GELECEĞI - Almanca'ya çeviri

Zukunft
gelecek
kommt
gelmek
geliyor
gelir
gelecek
hadi
gelin
gelip
haydi
gelen
çıkacak
kommen
gelmek
geliyor
gelir
gelecek
hadi
gelin
gelip
haydi
gelen
çıkacak
Zukünfte
gelecek
kam
gelmek
geliyor
gelir
gelecek
hadi
gelin
gelip
haydi
gelen
çıkacak

Geleceği Turkce kullanımına örnekler ve bunların Almanca çevirileri

{-}
  • Colloquial category close
  • Ecclesiastic category close
  • Ecclesiastic category close
  • Programming category close
  • Computer category close
Scarfeın geleceği yok.
Scarfe kommt nicht.
Son dersin geleceği var Biyoenerji Uygulayıcısı çeşitli klinik vaka çalışmaları yürütmektedir.[+].
Der letzte Kurs hat den zukünftigen Bioenergetic Practitioner, der mehrere klinische Fallstudien durchführt.[+].
Bu paranın nereden geleceği ise sır değil.
Woher die Gelder kommen, ist geheim.
Ne?

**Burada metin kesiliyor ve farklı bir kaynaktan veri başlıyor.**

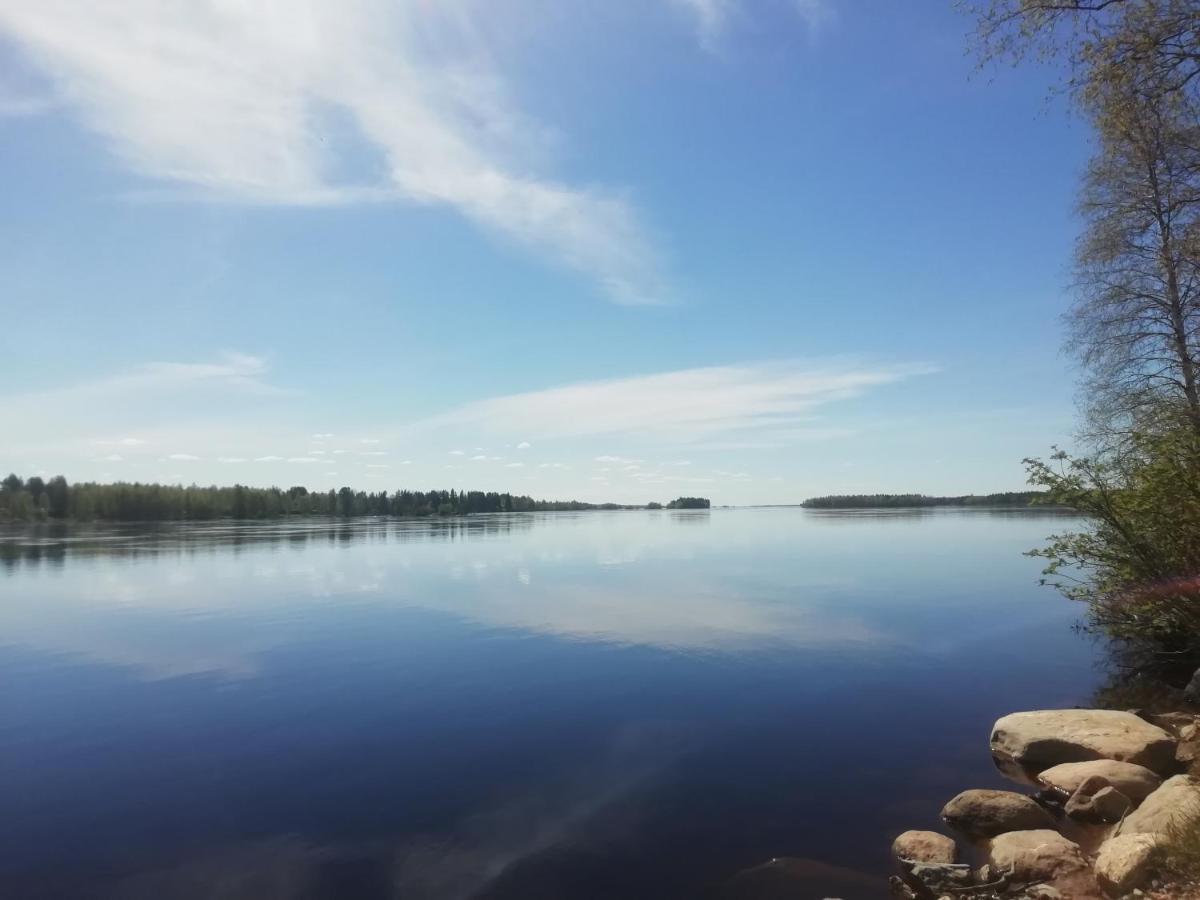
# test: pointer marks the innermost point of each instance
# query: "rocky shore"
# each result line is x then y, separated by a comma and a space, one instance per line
1102, 795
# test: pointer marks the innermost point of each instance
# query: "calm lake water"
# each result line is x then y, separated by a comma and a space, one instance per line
540, 706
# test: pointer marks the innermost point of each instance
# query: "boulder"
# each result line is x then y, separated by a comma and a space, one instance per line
1192, 693
1035, 856
1179, 796
1043, 738
1097, 801
940, 877
1134, 781
985, 814
924, 847
1125, 862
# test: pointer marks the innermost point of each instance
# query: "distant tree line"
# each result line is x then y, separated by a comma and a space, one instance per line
689, 503
35, 498
911, 501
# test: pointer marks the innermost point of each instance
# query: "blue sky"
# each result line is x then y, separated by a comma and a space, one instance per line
749, 249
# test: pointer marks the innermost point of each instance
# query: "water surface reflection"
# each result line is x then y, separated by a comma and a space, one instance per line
529, 706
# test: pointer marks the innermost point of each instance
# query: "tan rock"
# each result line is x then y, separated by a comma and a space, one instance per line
1035, 856
1177, 797
1134, 781
985, 814
1048, 737
924, 847
1125, 862
1097, 801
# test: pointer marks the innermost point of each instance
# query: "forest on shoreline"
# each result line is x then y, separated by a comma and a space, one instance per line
919, 501
36, 499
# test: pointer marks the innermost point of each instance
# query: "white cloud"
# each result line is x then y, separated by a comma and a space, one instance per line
689, 405
713, 17
816, 15
273, 102
129, 401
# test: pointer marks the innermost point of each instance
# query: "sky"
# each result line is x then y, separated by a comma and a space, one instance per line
754, 250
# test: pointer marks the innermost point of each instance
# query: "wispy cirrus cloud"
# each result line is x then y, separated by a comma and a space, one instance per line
684, 406
713, 17
304, 102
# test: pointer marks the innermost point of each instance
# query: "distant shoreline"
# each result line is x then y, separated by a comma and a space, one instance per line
1008, 499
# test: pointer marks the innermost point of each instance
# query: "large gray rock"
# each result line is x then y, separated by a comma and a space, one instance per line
1125, 862
1192, 693
1179, 797
1134, 781
985, 814
924, 847
1043, 738
1039, 855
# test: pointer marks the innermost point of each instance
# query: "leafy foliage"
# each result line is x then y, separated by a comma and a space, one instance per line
1137, 563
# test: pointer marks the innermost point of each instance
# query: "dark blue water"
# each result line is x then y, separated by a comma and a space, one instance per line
625, 705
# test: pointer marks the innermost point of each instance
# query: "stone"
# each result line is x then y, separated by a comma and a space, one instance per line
941, 876
1033, 856
1044, 738
1179, 796
1192, 693
1134, 781
985, 814
1125, 862
1097, 801
924, 847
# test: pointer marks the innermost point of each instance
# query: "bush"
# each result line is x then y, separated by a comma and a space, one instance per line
1138, 563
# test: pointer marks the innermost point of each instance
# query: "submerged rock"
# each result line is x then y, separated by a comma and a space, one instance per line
1035, 856
1125, 862
924, 847
1134, 781
1192, 693
1177, 797
1048, 737
985, 814
1097, 801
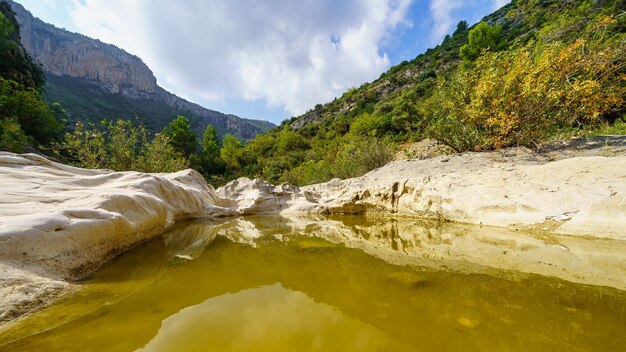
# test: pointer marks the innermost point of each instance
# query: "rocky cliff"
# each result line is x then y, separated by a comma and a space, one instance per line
117, 74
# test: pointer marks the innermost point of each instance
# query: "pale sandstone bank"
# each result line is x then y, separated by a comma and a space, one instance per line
59, 223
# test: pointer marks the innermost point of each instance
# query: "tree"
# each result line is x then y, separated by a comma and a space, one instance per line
231, 153
480, 39
120, 146
210, 160
15, 63
462, 26
181, 137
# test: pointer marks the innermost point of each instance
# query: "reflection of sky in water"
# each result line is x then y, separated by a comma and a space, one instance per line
269, 318
272, 284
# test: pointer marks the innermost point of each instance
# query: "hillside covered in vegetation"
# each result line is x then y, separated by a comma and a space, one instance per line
530, 72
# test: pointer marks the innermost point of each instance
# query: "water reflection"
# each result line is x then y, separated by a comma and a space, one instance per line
269, 318
440, 246
296, 281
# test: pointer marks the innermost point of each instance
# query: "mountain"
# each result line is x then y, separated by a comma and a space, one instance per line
531, 72
93, 80
521, 21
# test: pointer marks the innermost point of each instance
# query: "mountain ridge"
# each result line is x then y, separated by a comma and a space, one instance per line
119, 75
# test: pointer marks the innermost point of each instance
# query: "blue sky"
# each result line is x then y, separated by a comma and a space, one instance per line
276, 59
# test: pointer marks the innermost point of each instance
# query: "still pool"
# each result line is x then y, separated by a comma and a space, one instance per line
264, 285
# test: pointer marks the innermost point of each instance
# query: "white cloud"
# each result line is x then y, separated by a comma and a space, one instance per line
499, 3
441, 11
293, 54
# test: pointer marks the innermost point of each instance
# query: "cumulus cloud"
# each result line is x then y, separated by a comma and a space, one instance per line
292, 54
441, 11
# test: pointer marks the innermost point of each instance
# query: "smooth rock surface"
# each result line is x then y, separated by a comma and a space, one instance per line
577, 187
61, 223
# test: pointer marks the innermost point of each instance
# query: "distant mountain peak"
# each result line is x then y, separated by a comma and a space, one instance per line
74, 62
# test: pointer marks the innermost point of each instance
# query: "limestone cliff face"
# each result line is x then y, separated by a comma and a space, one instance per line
63, 53
114, 71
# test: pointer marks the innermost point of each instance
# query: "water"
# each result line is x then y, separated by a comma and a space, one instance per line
266, 284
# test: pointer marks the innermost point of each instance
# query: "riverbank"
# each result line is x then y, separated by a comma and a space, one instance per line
59, 223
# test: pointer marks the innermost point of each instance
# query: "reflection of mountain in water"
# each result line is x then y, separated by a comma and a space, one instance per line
201, 266
435, 245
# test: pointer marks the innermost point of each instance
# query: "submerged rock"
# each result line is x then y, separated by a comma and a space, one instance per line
61, 223
580, 190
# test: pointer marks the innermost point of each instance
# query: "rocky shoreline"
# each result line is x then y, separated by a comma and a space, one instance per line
59, 223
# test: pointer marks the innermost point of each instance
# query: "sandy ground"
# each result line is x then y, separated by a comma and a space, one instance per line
59, 223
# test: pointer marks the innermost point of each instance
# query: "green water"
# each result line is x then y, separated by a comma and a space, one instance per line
242, 286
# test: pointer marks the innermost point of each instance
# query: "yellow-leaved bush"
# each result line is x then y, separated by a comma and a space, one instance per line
524, 96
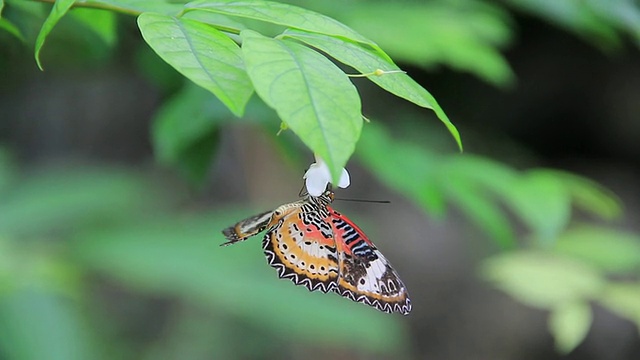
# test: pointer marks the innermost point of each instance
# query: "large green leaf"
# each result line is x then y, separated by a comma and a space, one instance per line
281, 14
203, 54
60, 7
569, 323
542, 202
311, 95
367, 61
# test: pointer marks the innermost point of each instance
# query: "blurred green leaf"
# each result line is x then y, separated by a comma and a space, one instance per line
465, 35
311, 95
182, 258
542, 202
611, 250
589, 195
38, 325
7, 170
482, 210
59, 198
622, 299
569, 324
59, 9
367, 61
577, 16
100, 23
542, 279
282, 14
203, 54
11, 29
184, 131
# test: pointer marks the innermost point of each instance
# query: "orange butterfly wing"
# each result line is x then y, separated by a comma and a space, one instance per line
301, 247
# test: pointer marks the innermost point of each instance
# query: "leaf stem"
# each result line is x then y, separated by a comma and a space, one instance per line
91, 5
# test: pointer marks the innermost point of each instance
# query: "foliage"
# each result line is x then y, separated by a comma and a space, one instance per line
62, 230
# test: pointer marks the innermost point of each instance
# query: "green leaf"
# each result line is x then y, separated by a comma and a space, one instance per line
136, 7
484, 212
542, 202
56, 199
405, 167
611, 250
184, 130
622, 299
281, 14
57, 12
311, 95
569, 323
37, 325
367, 61
465, 35
101, 23
183, 259
541, 279
589, 195
203, 54
11, 29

O sadece bir gelecek görmedi, pek çok olası geleceği gördü.
Was?- Er hat nicht nur eine Zukunft gesehen, sondern viele mögliche Zukünfte.
Kennye gelince, sonunda birilerinin duyup kurtarmaya geleceği kadar ses çıkarmayı başardı.
Kenny machte irgendwann so viel Lärm, dass jemand kam und ihn rettete.
Nemo geleceği önceden görebileceğini sanıyor.
Nemo glaubt, er kann die Zukunft vorhersehen.
Geleceği ile uyumluluk hizmetleri garanti edilmez.
Zukünftige Kompatibilität wird nicht sichergestellt.
Başka kimsenin de geleceği yok.
Und sonst kommt keiner.
Ülke geleceği nasıl kaybetti Nobel ödülü.
Wie das Land den zukünftigen Nobelpreisträger verlor.
Hiç geleceği yoktu, değil mi?
Er sollte niemals kommen, nicht wahr?
Agrabahın geleceği sensin artık.
Du… bist die Zukunft Agrabahs.
De Detroitte ağır tankların geleceği üzerine bir konferans toplandı.
Wurde eine Konferenz über zukünftige schwere Panzer in Detroit abgehalten.
Başarabilelim diye. Kimsenin geleceği yok Dawn.
Es kommt niemand, Dawn. Niemand kommt.
Vatanın geleceği savunucuları erken yaşlardan itibaren silahlarla kendilerini tanıtmak başlamak zorunda.
Zukünftigen Vaterlandsverteidiger haben von einem frühen Alter beginnen, sich selbst mit Waffen vertraut zu machen.
Kuzenlerim Şükran Gününe geleceği için heyecanlıyım!
Weil meine Cousinen zu Thanksgiving kommen!
Türümün geleceği de öyle.
Und die Zukunft meiner Spezies.
Ama dünya ekonomisinin geleceği için en iyi senaryo bu mu gerçekten?
Aber ist das wirklich das beste Szenario für die zukünftige Wirtschaft?
Güneşin doğana kadar kimsenin geleceği yok.
Bei Sonnenschein kommt niemand.
Bu da Diyarbakır halkı için geleceği için hiç iyi olan bir oran değildir.
Und dies ist nun wahrlich keine gute Eigenschaft für einen zukünftigen Landesfürsten.
Tanrı, Daniele, Mesihin ne zaman geleceği ve öldürüleceğinin kesin tarih cetvellerini vermişti.
Gott gab Daniel eine präzise Zeitschiene, über wann der Messias kommen und gehen würde.